An analysis of data from more than 4, will prilosec cause tendonitis 000 U.S. hospitals revealed that 11.7% stocked andexanet alfa, the reversal agent for Xa inhibitors. In contrast, idarucizumab, the reversal agent for a less popular blood thinner, dabigatran, was available in 59.9% of hospitals, according to the results published in JAMA Network Open.
“Studies have shown that Xa inhibitors are prescribed at a rate that is 20 times that of dabigatran,” said the study’s lead author Dr. Zahir Kanjee, a hospitalist at Beth Israel Deaconess Medical Center in Boston and an assistant professor of medicine at the Harvard Medical School.
Both types of direct oral anticoagulant (DOAC) are considered to be safer than the older treatment, warfarin, Dr. Kanjee said. But “even though the risk of bleeds with these medications is lower than with warfarin, people still do have bleeds.”

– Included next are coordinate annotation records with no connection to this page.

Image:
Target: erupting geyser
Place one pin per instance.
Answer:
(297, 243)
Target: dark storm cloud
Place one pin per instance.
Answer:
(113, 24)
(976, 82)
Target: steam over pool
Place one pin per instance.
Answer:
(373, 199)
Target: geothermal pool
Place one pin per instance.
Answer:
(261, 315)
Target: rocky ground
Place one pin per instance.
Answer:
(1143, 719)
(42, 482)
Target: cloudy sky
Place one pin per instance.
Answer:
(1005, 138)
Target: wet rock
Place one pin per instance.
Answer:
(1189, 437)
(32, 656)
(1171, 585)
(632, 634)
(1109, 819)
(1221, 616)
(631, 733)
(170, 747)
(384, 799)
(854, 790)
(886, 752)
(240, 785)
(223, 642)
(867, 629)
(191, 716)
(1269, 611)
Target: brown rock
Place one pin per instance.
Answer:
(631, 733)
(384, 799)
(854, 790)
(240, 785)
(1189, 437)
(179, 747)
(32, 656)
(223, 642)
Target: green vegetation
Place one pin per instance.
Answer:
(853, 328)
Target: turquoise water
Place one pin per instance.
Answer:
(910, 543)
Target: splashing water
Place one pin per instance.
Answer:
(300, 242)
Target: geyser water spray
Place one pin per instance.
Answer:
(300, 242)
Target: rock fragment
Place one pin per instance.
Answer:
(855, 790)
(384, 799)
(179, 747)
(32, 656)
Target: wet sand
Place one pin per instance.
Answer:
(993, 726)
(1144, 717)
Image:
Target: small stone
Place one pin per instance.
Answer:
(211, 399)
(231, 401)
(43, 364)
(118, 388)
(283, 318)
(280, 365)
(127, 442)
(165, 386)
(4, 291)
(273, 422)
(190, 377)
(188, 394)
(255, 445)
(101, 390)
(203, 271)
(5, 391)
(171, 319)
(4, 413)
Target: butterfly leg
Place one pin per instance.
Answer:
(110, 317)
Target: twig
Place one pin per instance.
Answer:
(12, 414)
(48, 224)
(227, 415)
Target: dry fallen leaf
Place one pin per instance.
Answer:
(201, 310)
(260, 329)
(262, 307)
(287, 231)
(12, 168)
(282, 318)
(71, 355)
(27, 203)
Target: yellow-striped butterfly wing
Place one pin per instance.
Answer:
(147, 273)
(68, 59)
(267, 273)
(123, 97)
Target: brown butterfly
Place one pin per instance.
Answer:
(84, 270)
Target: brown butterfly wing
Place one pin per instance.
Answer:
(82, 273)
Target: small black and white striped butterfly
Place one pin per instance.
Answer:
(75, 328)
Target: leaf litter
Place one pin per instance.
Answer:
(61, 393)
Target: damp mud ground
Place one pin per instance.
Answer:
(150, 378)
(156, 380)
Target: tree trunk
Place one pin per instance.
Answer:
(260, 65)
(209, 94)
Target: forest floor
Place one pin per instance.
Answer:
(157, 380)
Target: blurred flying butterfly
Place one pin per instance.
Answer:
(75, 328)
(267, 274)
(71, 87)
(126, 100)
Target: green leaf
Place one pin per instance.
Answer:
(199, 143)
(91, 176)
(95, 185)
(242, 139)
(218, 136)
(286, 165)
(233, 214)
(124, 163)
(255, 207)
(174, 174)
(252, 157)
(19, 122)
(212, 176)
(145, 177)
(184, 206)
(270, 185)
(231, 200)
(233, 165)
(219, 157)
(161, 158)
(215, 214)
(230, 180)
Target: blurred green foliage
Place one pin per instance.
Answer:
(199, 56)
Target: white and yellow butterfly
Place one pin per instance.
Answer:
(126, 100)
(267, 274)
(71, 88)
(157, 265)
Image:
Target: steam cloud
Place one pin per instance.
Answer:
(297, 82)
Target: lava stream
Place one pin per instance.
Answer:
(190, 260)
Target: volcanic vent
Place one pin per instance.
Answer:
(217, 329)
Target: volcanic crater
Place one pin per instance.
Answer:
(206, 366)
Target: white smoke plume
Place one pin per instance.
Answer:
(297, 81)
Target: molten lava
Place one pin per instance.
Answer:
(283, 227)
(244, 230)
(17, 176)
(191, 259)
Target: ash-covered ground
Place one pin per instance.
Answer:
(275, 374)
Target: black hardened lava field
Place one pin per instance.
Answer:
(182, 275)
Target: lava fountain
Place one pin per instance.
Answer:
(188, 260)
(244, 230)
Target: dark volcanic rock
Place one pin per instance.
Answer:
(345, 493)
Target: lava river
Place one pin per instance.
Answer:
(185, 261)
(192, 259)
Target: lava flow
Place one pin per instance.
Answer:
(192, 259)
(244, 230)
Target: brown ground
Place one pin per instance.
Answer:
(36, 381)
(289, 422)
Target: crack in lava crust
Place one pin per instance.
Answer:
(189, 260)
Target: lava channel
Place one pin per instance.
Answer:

To look at the availability of the specific reversal agents to dabigatran and Xa inhibitors in U.S. hospitals, Dr. Kanjee and his colleagues turned to the Medicare Hospital Compare database to find hospitals that provide emergency care, and to websites for the pharmaceutical companies that make the reversal agents to find out which of those hospitals carried the drugs. Searches of the manufacturer websites were conducted between March 11, 2020 and November 11, 2020.
The Medicare database yielded 5,340 hospitals, of which 4,276 met the researchers’ inclusion criteria. Among those hospitals, 2,562 (59.9%) carried idarucizumab and 499 (11.7%) carried andexanet alfa. Among the 528 trauma centers, 503 (95.3%) stocked idarucizumab and 151 (28.6%) stocked andexanet alfa.
While patients with bleeds can be treated with a non-specific medication (prothrombin complex concentrates), multiple medical organizations recommend the use of the specifically targeted medications, Dr. Kanjee said.
Dr. Gordon Tomaselli wasn’t surprised by the new findings, in part because andexanet alfa is much more expensive than the alternatives, and also because the medication hasn’t been proven to be better than the non-specific treatment.
Andexanet alfa costs about $22,000 per patient as compared to about $6,000 for 4-factor prothrombin complex concentrate, the non-specific treatment, said Dr. Tomaselli, the Marilyn and Stanley M. Katz Dean of the Albert Einstein School of Medicine in New York City.
Moreover, there aren’t any large head-to head comparisons between 4-factor prothrombin complex concentrate and andexanet alfa, Dr. Tomaselli said. That’s something that should be done in the future, he added.
Currently, andexanet alfa is the second choice, behind 4-factor prothrombin complex concentrate, in the American College of Cardiology set of recommendations for reversal of Xa inhibitors, Dr. Tomaselli said.